Fig. 1.
Mice expressing MCL1 as a transgene develop massive lymph node enlargement on long-term observation.
(A) Kaplan-Meier probability of remaining free of massive lymph node enlargement. The probability of developing lymph node disease was greater in transgenic (Trans) as compared with nontransgenic (Nontrans) animals (P ≤ .001). Transgenic animals developed either localized or disseminated disease, whereas nontransgenic animals demonstrated localized disease only [a single mass in the mesenteric area (3 animals), 2 mesenteric masses (2 animals), or extranodal lymphoma in the gastrointestinal tract (3 animals)]. The last time point represents animals assayed at 25 to 27 months. (B-C) Expression of the transgene-encoded human MCL1 protein in diseased lymph nodes.

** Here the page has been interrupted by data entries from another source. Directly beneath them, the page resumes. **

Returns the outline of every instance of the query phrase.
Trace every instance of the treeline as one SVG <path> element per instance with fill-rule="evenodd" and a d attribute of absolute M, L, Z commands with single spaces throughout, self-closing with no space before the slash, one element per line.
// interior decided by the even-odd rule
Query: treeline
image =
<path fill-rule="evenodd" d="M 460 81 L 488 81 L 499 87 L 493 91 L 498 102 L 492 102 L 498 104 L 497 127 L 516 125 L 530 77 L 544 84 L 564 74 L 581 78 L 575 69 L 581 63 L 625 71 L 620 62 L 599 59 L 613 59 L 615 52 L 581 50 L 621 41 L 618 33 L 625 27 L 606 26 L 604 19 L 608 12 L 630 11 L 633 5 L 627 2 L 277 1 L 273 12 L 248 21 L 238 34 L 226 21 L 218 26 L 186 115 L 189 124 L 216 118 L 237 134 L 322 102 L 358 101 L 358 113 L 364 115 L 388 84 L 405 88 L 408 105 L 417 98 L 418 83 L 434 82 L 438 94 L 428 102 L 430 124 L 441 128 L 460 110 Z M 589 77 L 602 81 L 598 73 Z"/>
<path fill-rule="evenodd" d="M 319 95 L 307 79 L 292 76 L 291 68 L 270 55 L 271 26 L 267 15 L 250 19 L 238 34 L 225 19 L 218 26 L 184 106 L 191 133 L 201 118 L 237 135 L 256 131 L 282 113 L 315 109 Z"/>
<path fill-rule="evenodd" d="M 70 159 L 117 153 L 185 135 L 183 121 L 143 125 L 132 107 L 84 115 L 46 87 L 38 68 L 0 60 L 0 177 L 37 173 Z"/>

Diseased lymph nodes and control tissues were subjected to Western blotting using an antibody directed against human MCL1. The upper photograph shows samples from 3 separate diseased lymph nodes and the spleen from the same transgenic mouse (lanes 1-4), along with lymphoid tissue from a nontransgenic littermate (lane 5). The lower photograph shows diseased lymph nodes from additional transgenic animals with disseminated disease, along with spleen from transgenic animals not exhibiting disseminated disease (lanes 6-7) and ML-1 cells treated with TPA (lane 8). Diseased lymph nodes from transgenic animals with localized disease exhibited levels of MCL1 expression in the same range as the cases with disseminated disease, whereas anMCL1 band was not detected with this antibody in the rare tumors that occurred in nontransgenic animals. Each lane represents 2 × 106 cells in the upper photograph and 5 × 105 cells in the lower photograph.